Low levels of vitamin D have been are a culprit in recurrent miscarriage, explained London conception specialist Zita West. “Since we introduced vitamin D testing in our clinic, we’ve discovered up to 68 percent of the women we treat for fertility problems are deficient in it,” she said. According to the Indian Journal of Endocrinology and Metabolism, taking Vitamin D supplements regularly can sometimes promote a healthy, successful pregnancy. Before you convince yourself of the worst-case scenario, hold some room for other possibilities.

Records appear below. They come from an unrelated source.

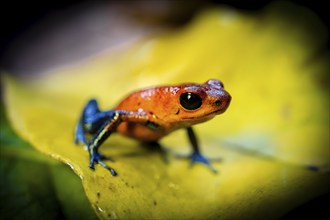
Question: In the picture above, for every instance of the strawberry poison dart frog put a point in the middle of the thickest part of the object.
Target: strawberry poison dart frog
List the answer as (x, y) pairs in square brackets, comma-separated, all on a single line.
[(149, 114)]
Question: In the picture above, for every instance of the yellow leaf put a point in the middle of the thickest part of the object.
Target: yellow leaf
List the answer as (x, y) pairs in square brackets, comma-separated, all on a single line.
[(277, 123)]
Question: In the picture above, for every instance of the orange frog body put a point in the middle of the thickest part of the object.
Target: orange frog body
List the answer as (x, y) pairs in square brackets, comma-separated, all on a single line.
[(150, 114)]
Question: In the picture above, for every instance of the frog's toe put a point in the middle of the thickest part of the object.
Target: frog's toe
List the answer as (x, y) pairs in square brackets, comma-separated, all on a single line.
[(98, 158), (199, 158)]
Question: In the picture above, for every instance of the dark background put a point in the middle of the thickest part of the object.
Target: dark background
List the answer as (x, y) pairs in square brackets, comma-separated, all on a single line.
[(18, 16)]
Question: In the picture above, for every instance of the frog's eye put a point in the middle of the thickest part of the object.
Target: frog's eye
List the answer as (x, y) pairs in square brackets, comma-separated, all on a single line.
[(190, 101)]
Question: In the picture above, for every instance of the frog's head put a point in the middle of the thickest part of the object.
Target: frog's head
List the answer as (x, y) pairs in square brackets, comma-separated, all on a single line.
[(201, 102)]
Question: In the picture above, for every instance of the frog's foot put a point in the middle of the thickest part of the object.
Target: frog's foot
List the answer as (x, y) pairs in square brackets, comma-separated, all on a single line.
[(96, 157), (199, 158)]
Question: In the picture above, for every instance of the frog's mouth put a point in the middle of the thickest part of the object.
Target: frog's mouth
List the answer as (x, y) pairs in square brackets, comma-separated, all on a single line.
[(205, 117)]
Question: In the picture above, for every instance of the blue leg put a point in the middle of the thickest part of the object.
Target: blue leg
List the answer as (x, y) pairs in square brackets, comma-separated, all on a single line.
[(93, 121), (101, 125), (196, 156), (90, 121)]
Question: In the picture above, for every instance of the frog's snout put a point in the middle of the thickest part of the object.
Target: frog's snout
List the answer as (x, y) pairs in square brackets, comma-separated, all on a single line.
[(223, 102)]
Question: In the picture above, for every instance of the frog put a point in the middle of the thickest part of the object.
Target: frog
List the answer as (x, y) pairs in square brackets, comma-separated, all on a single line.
[(150, 114)]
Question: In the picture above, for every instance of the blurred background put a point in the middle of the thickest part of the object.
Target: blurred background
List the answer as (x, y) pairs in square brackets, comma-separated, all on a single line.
[(36, 36), (39, 36)]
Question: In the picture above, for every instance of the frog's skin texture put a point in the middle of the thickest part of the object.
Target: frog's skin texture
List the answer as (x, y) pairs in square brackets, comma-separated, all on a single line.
[(150, 114)]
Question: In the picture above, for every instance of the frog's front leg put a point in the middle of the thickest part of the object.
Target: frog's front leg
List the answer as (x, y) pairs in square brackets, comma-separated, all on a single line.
[(109, 126), (101, 125), (196, 156)]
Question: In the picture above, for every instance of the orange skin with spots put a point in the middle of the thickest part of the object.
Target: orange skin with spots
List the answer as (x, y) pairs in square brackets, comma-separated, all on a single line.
[(162, 106)]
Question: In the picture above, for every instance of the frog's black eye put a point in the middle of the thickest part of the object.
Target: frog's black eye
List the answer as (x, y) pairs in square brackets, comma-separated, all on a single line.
[(190, 101)]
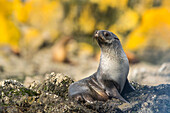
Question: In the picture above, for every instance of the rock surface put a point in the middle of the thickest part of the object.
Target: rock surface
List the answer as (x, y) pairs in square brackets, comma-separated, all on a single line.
[(51, 95)]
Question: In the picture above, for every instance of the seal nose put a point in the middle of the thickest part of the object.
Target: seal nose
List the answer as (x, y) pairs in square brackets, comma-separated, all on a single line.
[(96, 33)]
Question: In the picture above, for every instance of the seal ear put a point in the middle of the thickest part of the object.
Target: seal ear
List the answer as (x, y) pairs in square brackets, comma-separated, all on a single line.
[(127, 88)]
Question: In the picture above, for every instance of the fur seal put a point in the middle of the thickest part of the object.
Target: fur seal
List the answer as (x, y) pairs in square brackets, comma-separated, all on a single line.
[(110, 80)]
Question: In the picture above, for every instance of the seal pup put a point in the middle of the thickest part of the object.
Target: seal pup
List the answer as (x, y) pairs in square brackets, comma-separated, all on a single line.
[(110, 80)]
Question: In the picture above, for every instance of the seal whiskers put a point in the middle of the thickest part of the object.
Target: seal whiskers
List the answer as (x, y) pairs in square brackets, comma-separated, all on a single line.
[(110, 80)]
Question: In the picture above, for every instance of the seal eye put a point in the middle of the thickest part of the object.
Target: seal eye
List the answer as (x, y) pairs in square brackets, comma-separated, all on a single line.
[(106, 34)]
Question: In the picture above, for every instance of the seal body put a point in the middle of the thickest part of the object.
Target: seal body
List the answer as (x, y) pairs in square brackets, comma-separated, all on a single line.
[(110, 80)]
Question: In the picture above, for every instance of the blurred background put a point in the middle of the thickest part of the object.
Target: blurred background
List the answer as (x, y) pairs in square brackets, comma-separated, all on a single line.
[(44, 36)]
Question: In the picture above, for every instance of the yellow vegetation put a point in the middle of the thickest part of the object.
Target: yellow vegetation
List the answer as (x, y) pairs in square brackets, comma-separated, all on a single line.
[(87, 21), (32, 22)]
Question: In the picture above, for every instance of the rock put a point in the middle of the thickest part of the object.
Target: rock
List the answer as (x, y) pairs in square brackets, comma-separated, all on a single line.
[(51, 95)]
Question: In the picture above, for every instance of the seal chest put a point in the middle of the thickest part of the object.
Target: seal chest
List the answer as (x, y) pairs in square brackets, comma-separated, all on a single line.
[(110, 80)]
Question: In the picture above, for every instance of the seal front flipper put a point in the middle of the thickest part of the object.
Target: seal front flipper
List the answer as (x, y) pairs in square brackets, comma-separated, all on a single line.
[(127, 88)]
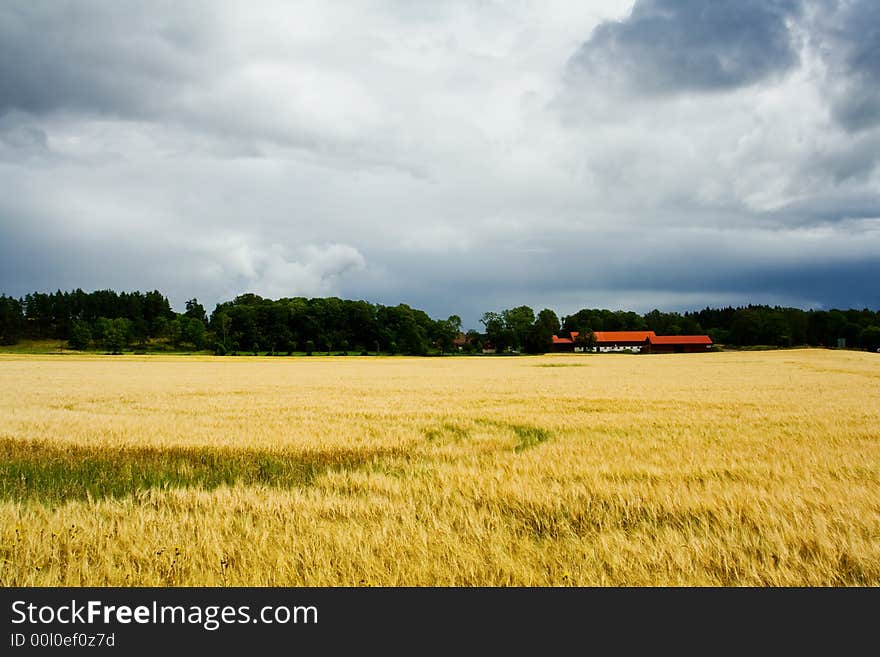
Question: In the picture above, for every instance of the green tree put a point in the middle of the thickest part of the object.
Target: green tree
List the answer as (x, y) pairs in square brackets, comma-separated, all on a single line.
[(117, 335), (870, 338), (193, 332), (80, 336), (540, 336), (195, 310)]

While I had four miscarriages, I did have three healthy, full-term pregnancies interspersed between them. I didn’t knowingly change anything in my diet or medical care. Some of the pregnancies “stuck” and some simply did not, and how or why is a mystery to me. What I did learn to change over the years was to not continue to carry the shame, anger and insecurity I previously felt towards my body. I’ve learned that I do not have to carry the grief and sadness alone. The more we inform ourselves and openly communicate about this very common occurrence, the more support that a woman who miscarried will have.